Executive Order 14243 landed in March with all the fanfare of a tax code amendment. The language is bureaucratic poetry—"unfettered access," "data sharing protocols," "interagency cooperation." Translation: every federal agency must now surrender its data treasures to whoever Trump's appointees deem worthy. The IRS, Social Security, Homeland Security, Health and Human Services—all of it flows into one digital reservoir.

But here's where the colonialism gets clever. The order doesn't just demand federal data—it reaches its tentacles into any state program that accepts federal funding. And since federal money flows everywhere, this means everywhere becomes a data extraction site. Your Medicaid records managed by Centene? Available. Your unemployment claim processed by ID.me? Accessible. Your child's special education plan tracked by PowerSchool? Fair game.

Think about what this means in practice. If you've ever applied for food stamps, your household composition is now data. Used Medicaid? Your mental health diagnoses become algorithmic inputs. Received unemployment benefits? Your employment history joins the digital dossier. Sent your kid to public school? Their disciplinary records, test scores, and disability accommodations are now government property.

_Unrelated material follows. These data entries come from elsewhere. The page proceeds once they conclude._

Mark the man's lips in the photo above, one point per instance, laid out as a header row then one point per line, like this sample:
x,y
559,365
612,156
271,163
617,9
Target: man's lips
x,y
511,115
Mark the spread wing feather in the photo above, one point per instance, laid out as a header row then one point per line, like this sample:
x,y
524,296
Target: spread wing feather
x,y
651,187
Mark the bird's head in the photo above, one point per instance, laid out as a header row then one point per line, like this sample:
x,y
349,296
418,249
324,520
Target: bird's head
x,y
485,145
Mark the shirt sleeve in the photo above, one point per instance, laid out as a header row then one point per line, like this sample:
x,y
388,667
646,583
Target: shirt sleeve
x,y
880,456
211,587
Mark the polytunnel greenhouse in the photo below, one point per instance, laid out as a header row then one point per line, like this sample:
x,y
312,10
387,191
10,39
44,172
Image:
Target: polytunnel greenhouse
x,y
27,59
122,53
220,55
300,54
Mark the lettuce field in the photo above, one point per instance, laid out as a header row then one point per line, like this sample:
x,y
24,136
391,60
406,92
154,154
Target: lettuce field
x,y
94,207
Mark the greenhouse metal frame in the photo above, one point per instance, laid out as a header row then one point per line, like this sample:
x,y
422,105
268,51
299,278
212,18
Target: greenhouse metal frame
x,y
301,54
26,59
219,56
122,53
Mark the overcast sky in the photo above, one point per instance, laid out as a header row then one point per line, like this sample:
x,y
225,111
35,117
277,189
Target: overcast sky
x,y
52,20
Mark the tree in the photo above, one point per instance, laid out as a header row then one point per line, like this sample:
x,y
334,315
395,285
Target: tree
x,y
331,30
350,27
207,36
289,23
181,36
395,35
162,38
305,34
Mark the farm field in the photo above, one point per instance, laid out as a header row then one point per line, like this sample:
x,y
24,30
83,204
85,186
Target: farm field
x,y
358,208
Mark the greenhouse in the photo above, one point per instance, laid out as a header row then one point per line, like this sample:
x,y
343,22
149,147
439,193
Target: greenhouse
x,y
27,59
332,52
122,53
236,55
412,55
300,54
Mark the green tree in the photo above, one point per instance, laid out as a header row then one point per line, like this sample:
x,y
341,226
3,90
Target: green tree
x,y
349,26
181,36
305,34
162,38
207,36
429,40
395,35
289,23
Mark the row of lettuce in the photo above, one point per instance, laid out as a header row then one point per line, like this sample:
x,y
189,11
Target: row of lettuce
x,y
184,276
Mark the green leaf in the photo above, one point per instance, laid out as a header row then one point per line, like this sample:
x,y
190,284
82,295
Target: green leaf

The genius is in the indirection. They're not kicking down doors to steal your medical records—they're simply redefining the terms of engagement with your own government. Need help? Pay the data tax. Want services? Surrender your privacy. It's extraction disguised as efficiency.

Blood Money and Surveillance Capital

Palantir didn't emerge from some Stanford dorm room fever dream. It was born in the bowels of the national security state, midwifed by the CIA's venture arm In-Q-Tel with a $2 million investment in 2004. The entire premise was criminal from conception: help the intelligence community do what the law prohibited them from doing directly. Outsource the Constitution-shredding to a private company, then purchase the results with taxpayer money.

But the CIA money was just the appetizer. The main course came in 2005, when Jeffrey Epstein—yes, that Jeffrey Epstein—funneled $40 million into Peter Thiel's investment fund, directly seeding what would become Palantir's empire. According to Business Insider reporting, Thiel has never fully disavowed this relationship, even as he positioned himself as Trump's tech kingmaker with $1.25 million in 2016 campaign contributions and $15 million backing J.D. Vance's Senate run.

When confronted about this blood money at a Cambridge debate in May 2024, Thiel's composure cracked. The man who built his fortune on surveillance technology suddenly looked surveilled himself—cornered by the very transparency he's spent decades denying others. Perhaps he's beginning to understand that legal immunity doesn't guarantee moral invisibility.